Nature-based carbon markets have evolved to fill gaps in the broader response to the climate challenge, and those markets adapt as the gaps shift and new solutions emerge. The first generation of nature-based carbon markets, for example, have often served a first responder function to protect the world’s most ecologically valuable and vulnerable forests. As new approaches emerge, however, they’re shifting to a broader approach that was planned from the start but impossible to implement until recently. By ignoring this context, some reporters are generating simple but deceptive narratives that echo the sloppy coverage of climate science that got us into this mess.

Naomi Oreskes and Erik Conway documented that coverage in 2010’s “The Merchants of Doubt.” They showed how a “loose-knit group of high-level scientists” driven by “the ideology of free-market fundamentalism” and “aided by a too-compliant media” (emphasis mine) turned the process of scientific discovery against itself to undermine trust in climate science and create a muddled public discourse.

Specifically, as the scientific consensus coalesced throughout the 1980s and 1990s, right-wing ideologues, many funded by ExxonMobil and Koch Industries, plucked outlier voices from choirs of debate, stripped them of their context, and framed honest inquiry as proof of something nefarious.

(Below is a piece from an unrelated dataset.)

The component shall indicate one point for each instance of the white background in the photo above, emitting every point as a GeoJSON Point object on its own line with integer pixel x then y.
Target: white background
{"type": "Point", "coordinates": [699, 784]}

In their narrative, bright shiny charlatans became brave prophets of revealed truth, standing up to an incestuous cabal of eggheads and bureaucrats. Conservative-minded reporters ate it up, and legitimate publications followed suit, drawing more and more outlets into the narrative until “a wide spectrum of the media…felt obligated to treat these issues as scientific controversies.” The result was a decades-long delay on climate action.

Something similar is happening in coverage of market-based Natural Climate Solutions (NCS), with decades-old ideological disputes being framed as newly-unearthed findings and legitimate areas of debate being framed as evidence of something dark and nefarious. This time, it’s not free-market fundamentalists who are contaminating public discourse but others, including ideologues from the opposite end of the spectrum: those who see the market economy as the root of all evil and carbon offsets as a tool for perpetuating that evil. In their view, markets got us into this mess and markets can never get us out.

“One must question the motive for this ongoing reliance on market-based mechanisms, the very system that has led humanity to what is now a point of systems collapse,” wrote Greenpeace last year.

“The environment, and the cultures living in harmony with it, should be the basis for human development and societies; not an item of the market economy,” declared Barzilian NGO CIMI.

I’m no free-market fundamentalist, and I’m even sympathetic to some of these views, but no one’s allowed to support their arguments with findings that are cherry-picked, decontextualized, and distorted.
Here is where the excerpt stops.